I have an alternative explanation for today’s air of relative restraint. In anticipation of the 75th anniversary those years ago I did a couple of news features for CNN. The interview that sticks in my mind was with Hikmet Sebüktekin, a professor of applied linguistics and a pioneer in the teaching of English to Turkish speakers. I can’t discover his exact age, but he was about the same age as the Republic – old enough, in any case, to remember Atatürk visiting the working-class neighbourhood in Istanbul where he lived as a child, and to have witnessed the funeral train cortege when Atatürk died in 1938. He believed he was able to complete his own secondary schooling only because of the young Republic’s commitment to universal free education. While trying to get a scholarship to university, he attended one of the newly initiated adult education institutes where he began to learn English. From there he went to a teacher training college in Ankara and then won another scholarship to study abroad. Hikmet Bey was genuine in explaining his pride, as a child of the Republic, that he was able to bring home the knowledge he had acquired. Sadly, he died five years ago and there can be few of his generation left with those same memories.

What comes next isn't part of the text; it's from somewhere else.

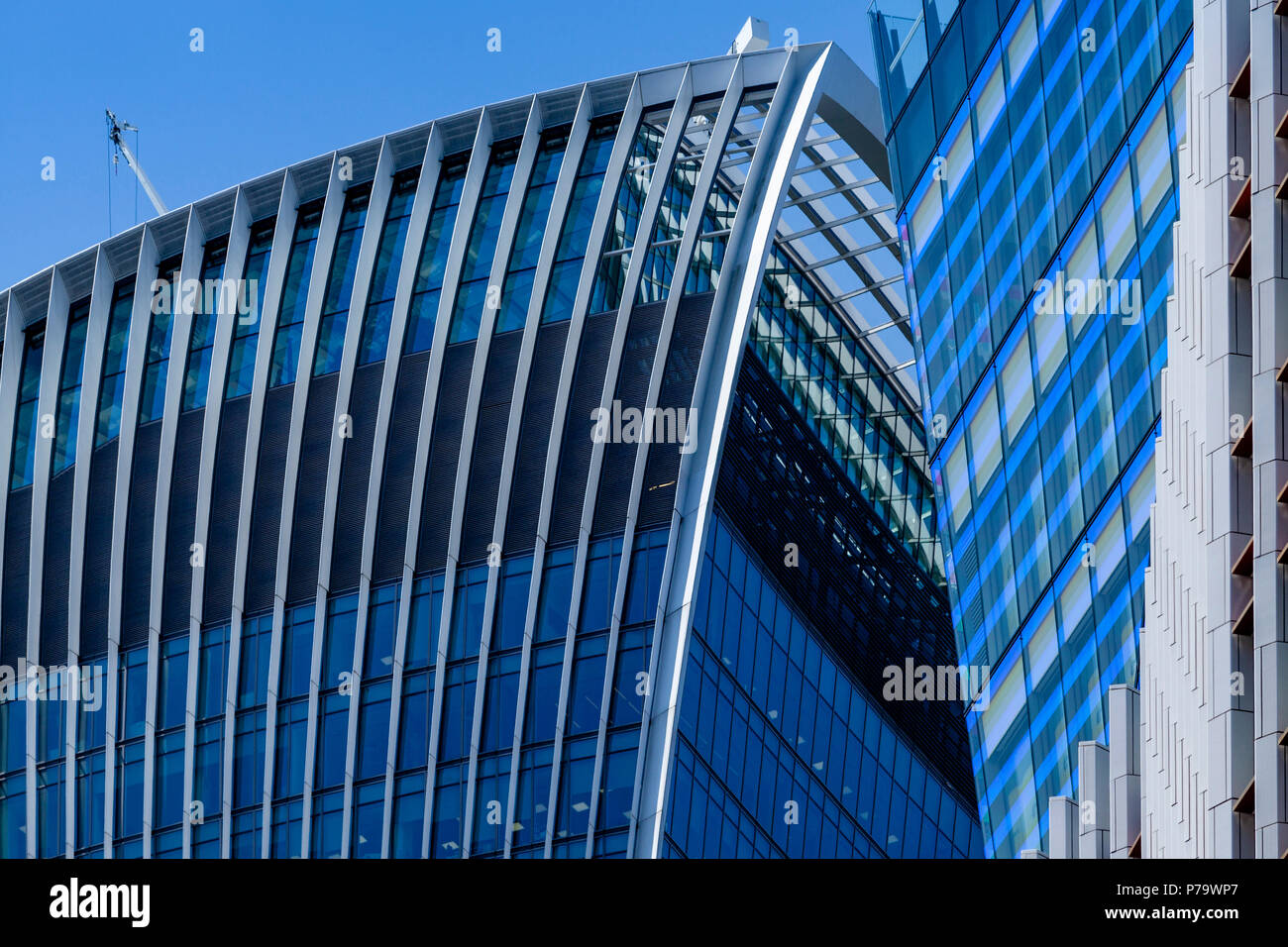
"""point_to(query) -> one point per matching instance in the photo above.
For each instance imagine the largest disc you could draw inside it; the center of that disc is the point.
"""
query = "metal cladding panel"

To put it another way, the lives of nations and the lives of its citizens, like our lives and those of goldfish, obey different cycles. Back in 1998 there were still those for whom the founding of the Republic and the opening of a new chapter in history was a real memory, Today, in a country where the median age is under 32 – it is a performance, a parade, no more immediate than the marching Janissary band re-enacting the taking of Constantinople back when I was born. Seventy-five years is three generations around the dinner table; a century is of course something to celebrate – but also a lonelier journey into the unknown.